Me besó el cuello y su lengua dibujó un camino hasta mi hombro. Desde allí fue hacia mi pecho izquierdo y tiró del pezón entre sus labios. Lo mordió, lo chupó con fuerza y sopló sobre él…, y siguió hacia abajo, abriéndome las piernas…
Me encogí.
—No…, Víctor… —pedí con un hilo de voz.
Él se incorporó sobre sus brazos y me miró intrigado.
—¿Por qué?
—Es que… no me siento… cómoda haciendo eso.
Víctor trató de contener la sonrisa en sus labios, pero no lo logró.
—Esto… —dijo mientras se sentaba en la cama—. Pero es que… yo quiero hacerlo. ¿Cuál es el problema?
—Me da corte —confesé.
—¿Es que Adrián no lo hacía? —Arqueó sus perfectas cejas.
Me encogí de hombros y me tapé un poco con la sábana. Con Adrián todo era, no sé, confuso, como un tabú extraño que me hacía sentir avergonzada. Y no tenía más referencia que esa. No pensaba que el sexo fuera algo sucio y prohibido, pero seguía sin sentirme cómoda con ciertas prácticas sexuales. Además, como Adrián jamás le puso demasiadas ganas a eso en concreto, yo tampoco entendía a qué se debía tanta fama; el sexo oral me parecía soberanamente aburrido.
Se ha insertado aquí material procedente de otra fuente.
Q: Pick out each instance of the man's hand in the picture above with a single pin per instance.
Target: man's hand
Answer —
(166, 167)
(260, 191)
—Val… —dijo al tiempo que la palma suave de su mano me recorría la pierna—. Yo quiero hacerlo.
—Pero por mí, ¿no? —Y notaba las mejillas tan calientes que estuve a punto de salir ardiendo.
Se echó a reír y negó con la cabeza.
—Quiero hacerlo porque me excita, me da morbo ver que hago que te corras… y porque a mí también me gusta el sexo oral.
Levanté las cejas. Oh…, claro. Quid pro quo.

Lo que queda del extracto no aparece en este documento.